All nonprofits want to do good.

Helping their constituents and driving impactful, positive change in communities is what propels their mission forward. Whether they’re on a quest to combat social injustice, poverty or climate change, nonprofits play a vital role in keeping our society moving forward.

Nevertheless, while the desire to do good is laudable, it’s not enough. Nonprofits may have the best intentions in the world, but if they don’t learn how to maximize that good, they won’t be effective. Noble-sounding programs may appear great on paper, but organizations have a responsibility to ensure that they’re actually fulfilling their intended goals and evolving in a way that moves their mission forward.
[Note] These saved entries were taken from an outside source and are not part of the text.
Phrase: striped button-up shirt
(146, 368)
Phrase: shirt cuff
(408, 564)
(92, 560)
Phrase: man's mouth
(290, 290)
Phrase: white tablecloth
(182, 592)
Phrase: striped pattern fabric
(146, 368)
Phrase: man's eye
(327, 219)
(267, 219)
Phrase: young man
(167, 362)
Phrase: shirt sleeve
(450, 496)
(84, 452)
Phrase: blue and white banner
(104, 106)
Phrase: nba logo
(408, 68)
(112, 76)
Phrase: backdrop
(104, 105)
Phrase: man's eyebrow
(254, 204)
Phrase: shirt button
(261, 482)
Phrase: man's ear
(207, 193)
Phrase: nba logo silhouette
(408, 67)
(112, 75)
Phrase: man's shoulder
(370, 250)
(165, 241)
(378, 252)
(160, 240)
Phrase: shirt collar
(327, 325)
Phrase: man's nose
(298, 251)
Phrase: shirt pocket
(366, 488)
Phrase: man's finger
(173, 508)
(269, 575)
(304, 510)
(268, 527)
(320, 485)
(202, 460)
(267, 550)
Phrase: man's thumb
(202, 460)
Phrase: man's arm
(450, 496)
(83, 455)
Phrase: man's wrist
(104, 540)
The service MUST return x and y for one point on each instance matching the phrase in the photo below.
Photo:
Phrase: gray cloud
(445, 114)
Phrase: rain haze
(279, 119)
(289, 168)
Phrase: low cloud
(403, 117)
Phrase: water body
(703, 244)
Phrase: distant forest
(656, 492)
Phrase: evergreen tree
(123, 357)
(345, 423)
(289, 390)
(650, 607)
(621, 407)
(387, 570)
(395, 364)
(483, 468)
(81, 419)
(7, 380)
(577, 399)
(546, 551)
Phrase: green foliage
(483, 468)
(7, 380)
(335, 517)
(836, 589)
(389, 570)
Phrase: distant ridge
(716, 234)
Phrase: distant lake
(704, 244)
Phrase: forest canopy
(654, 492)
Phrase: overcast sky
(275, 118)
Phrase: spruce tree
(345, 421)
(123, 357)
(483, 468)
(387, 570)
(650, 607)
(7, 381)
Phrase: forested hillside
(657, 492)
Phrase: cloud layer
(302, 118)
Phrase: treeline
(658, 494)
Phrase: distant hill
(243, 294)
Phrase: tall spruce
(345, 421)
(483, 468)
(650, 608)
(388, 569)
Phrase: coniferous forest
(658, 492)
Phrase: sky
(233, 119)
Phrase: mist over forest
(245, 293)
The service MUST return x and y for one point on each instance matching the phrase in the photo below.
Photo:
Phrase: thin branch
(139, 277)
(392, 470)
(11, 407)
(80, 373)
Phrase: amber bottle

So, how can nonprofits successfully maximize good? The answer can be borrowed from a classic adage: “Charity begins at home.”

Just as a doctor cannot take care of others if he himself is ill, organizations cannot help their constituents if they’re unable to manage their own operations effectively and sustainably. As mentioned in our first insight, “The Business of Impact,” nonprofits must balance good intentions with a business mindset.

To maximize the good they do externally, they must make sure their own infrastructure is solid, and set up to evolve with the times.

This begins with learning how to balance external and internal needs. Too often, nonprofits, in a quest to save the world, fail to save themselves. They fall into the “starvation cycle”—a phenomenon in which organizations dig themselves into the red by prioritizing high programmatic spending over fundamental operational investments.